Per la Cgil e gli altri comitati promotori, invece, il successo del referendum è irrimediabilmente sancito dal raggiungimento del quorum, obiettivo che sembra farsi sempre più complesso.
Basti pensare che si attestava al 22% il quesito che ha chiamato gli italiani alle urne soltanto tre anni fa in materia di giustizia, ben lontano dall’87,7% ottenuto nel 1974 dal referendum sul divorzio.
È quindi quello del quorum lo spettro che si aggira in modo più ingombrante sulle votazioni dell’8 e del 9 giugno. A renderlo tale concorrono una serie di fattori come spiega Silvio Bologna, professore di Diritto del Lavoro all’Università degli Studi di Palermo.
«Non è una situazione semplice, tenuto conto del fatto che la consultazione referendaria è stata indetta dal governo a giugno, e non vi si sta dando grande visibilità nello spazio pubblico, sui mezzi di informazione di massa come la televisione», commenta il docente.
«A ciò si aggiunge il fatto che, dal punto di vista politico-culturale, l’Italia è cambiata molto negli ultimi trent’anni - racconta -: la popolazione ha sempre meno cultura politica e sempre meno coscienza delle questioni di interesse pubblico, soprattutto a causa della demografia del Paese, sempre più vecchio».
Sulla partecipazione non ha dubbi: «Penso sia auspicabile il raggiungimento del quorum, dal momento che si sta parlando di questioni di fondamentale civiltà giuridica e che hanno ad oggetto i diritti costituzionali e di cittadinanza, in relazione al lavoro e all’integrazione della comunità politica».
Secondo Silvio Bologna, il referendum dell'8 e 9 giugno centra alcune questioni fondamentali. «Si tratta di quesiti che promuovono la garanzia e l'effettività dei diritti di lavoratori e lavoratrici, in una Repubblica democratica che, ricordo, è fondata sul lavoro, sul principio di eguaglianza sostanziale».

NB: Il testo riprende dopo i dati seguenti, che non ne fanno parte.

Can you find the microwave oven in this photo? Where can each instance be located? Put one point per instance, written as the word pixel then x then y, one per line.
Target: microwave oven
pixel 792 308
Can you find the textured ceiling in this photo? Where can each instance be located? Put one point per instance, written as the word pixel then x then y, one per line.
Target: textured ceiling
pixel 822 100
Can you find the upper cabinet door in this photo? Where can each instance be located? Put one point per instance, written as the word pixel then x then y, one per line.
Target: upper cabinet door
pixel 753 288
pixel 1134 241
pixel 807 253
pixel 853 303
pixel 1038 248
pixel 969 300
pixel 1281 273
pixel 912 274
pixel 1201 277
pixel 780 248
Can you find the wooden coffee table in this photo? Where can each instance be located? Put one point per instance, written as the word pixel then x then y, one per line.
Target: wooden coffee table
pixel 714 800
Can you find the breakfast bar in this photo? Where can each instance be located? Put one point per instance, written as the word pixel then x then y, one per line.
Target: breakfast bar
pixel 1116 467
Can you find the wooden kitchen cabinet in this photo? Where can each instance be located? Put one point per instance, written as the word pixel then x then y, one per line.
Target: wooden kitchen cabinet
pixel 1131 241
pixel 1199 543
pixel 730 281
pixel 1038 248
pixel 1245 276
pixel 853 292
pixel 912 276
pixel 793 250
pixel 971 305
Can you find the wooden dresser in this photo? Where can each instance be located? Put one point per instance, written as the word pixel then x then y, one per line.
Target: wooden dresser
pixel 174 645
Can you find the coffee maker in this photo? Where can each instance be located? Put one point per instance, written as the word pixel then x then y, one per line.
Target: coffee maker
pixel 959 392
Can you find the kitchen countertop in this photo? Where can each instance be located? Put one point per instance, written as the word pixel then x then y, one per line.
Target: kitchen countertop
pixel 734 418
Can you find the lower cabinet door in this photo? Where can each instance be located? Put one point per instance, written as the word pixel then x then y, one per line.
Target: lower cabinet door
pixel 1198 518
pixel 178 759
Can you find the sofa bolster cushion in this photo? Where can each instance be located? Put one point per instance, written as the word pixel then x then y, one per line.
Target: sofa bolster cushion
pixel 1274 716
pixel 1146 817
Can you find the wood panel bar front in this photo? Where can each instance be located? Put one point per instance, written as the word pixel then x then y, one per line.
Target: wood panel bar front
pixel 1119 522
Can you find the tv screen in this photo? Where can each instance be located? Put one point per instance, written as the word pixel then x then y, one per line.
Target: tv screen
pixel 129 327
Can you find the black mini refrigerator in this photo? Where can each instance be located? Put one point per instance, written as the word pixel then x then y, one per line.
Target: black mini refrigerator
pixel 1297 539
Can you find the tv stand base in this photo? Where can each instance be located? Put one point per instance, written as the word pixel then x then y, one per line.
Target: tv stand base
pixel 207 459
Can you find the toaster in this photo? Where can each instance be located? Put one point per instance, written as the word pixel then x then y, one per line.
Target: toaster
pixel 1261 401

Che succede nel resto d'Europa sui temi affrontati dal referendum? «Il panorama europeo non è uniforme, in quanto parliamo della giurisprudenza di 27 Stati diversi. In paesi come la Francia o la Germania l’accesso alla cittadinanza prevede dei requisiti meno stringenti rispetto a quelli di paesi come il nostro».
Dal punto di vista dei diritti dei lavoratori c’è ancor meno uniformità, come spiega il docente: «In questo caso, però, nella stragrande maggioranza dei casi nei Paesi dell'Unione Europea, tranne che per i licenziamenti più gravi cioè quelli discriminatori, prevale la tutela di tipo risarcitorio».
E conclude: «In ogni caso, ritengo che si debba meditare attentamente sulle tematiche poste alla nostra attenzione in questa occasione; il dato tecnico-giuridico, infatti, non è fine a sé stesso, ma è un presupposto per fare una riflessione di più ampio spettro sulla qualità della nostra democrazia».